I was born in 1945 on Burton Road at the bottom of Badger Bait or (Badger Butt) across from the new Rose Gardens. I grew up with the Ashbrook, Jones, Wycherley and Gabriel kids. Behind our house were the allotments which kept us well supplied with vegetables, probably through the war too. Mr. Bates from Gladstone or Olive Road was a good friend. Our house didn’t have a number, they all had names, ours was Abukadra. I see it has a number now.

Dad was married three times. His first wife was Kate(Kit) Byron, from Burton. They were married in 1912 and had three children.  A couple of years ago my niece Pauline showed me a grave in Burton churchyard where Edward Jones, my half-brother, was buried with his maternal, grandparents, the Byrons of Burton, at the age of 5 months. That was when I realized there was no Edward Jones in the next generation, the eldest son was Ronald. The baby was never mentioned to me. My half-sister was Hannah.

Kit died in 1938 and in 1940 he married Murial Kerns, daughter of the late Edward Kerns.
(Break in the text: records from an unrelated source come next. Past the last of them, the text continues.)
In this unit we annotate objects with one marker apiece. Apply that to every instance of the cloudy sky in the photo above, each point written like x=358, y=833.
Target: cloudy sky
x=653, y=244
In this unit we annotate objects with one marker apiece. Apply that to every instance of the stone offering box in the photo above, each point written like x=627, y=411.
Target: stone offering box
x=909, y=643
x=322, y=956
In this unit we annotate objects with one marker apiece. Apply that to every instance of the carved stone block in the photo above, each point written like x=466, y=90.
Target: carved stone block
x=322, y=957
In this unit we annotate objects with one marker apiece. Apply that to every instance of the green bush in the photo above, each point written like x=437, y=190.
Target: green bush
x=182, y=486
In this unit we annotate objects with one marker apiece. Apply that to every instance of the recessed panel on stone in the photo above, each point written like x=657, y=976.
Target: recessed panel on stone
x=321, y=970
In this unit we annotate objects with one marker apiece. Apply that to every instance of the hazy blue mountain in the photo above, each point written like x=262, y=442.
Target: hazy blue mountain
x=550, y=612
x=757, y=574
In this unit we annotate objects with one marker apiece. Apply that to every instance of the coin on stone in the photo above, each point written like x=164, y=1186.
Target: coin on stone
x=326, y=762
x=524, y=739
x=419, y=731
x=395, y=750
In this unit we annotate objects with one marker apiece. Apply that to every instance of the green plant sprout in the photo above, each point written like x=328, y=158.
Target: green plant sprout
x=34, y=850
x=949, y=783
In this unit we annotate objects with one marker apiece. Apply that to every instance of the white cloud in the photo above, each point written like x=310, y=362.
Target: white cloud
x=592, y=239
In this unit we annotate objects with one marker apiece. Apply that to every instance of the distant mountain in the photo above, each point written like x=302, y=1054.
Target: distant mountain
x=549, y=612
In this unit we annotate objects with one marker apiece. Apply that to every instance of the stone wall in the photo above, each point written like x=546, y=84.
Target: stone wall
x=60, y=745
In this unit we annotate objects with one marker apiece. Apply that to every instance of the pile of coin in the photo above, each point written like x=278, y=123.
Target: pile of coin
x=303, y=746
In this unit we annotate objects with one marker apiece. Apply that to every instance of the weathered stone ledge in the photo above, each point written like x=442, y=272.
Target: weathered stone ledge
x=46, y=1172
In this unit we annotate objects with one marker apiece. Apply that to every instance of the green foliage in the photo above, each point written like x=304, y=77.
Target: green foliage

She died unexpectedly in 1942 in the dentist’s chair.  He married my mother, Amy, in 1944.

Dad in army uniform with his first wife Kate (nee Byron).

Dad with his second wife, Murial (nee Kerns)

Canada

Learned many valuable lessons from Dad, some came in useful especially the two stroke plug issue as I had a snowmobile in the Yukon which I rode a kilometer on the frozen lake in winter to get to my car to go to town. Used a quad in the summer when the trail cleared of snow. Below is a picture taken from a neighbours house of the Suzuki quad the very last time it let me down and I had to walk. I left soon after.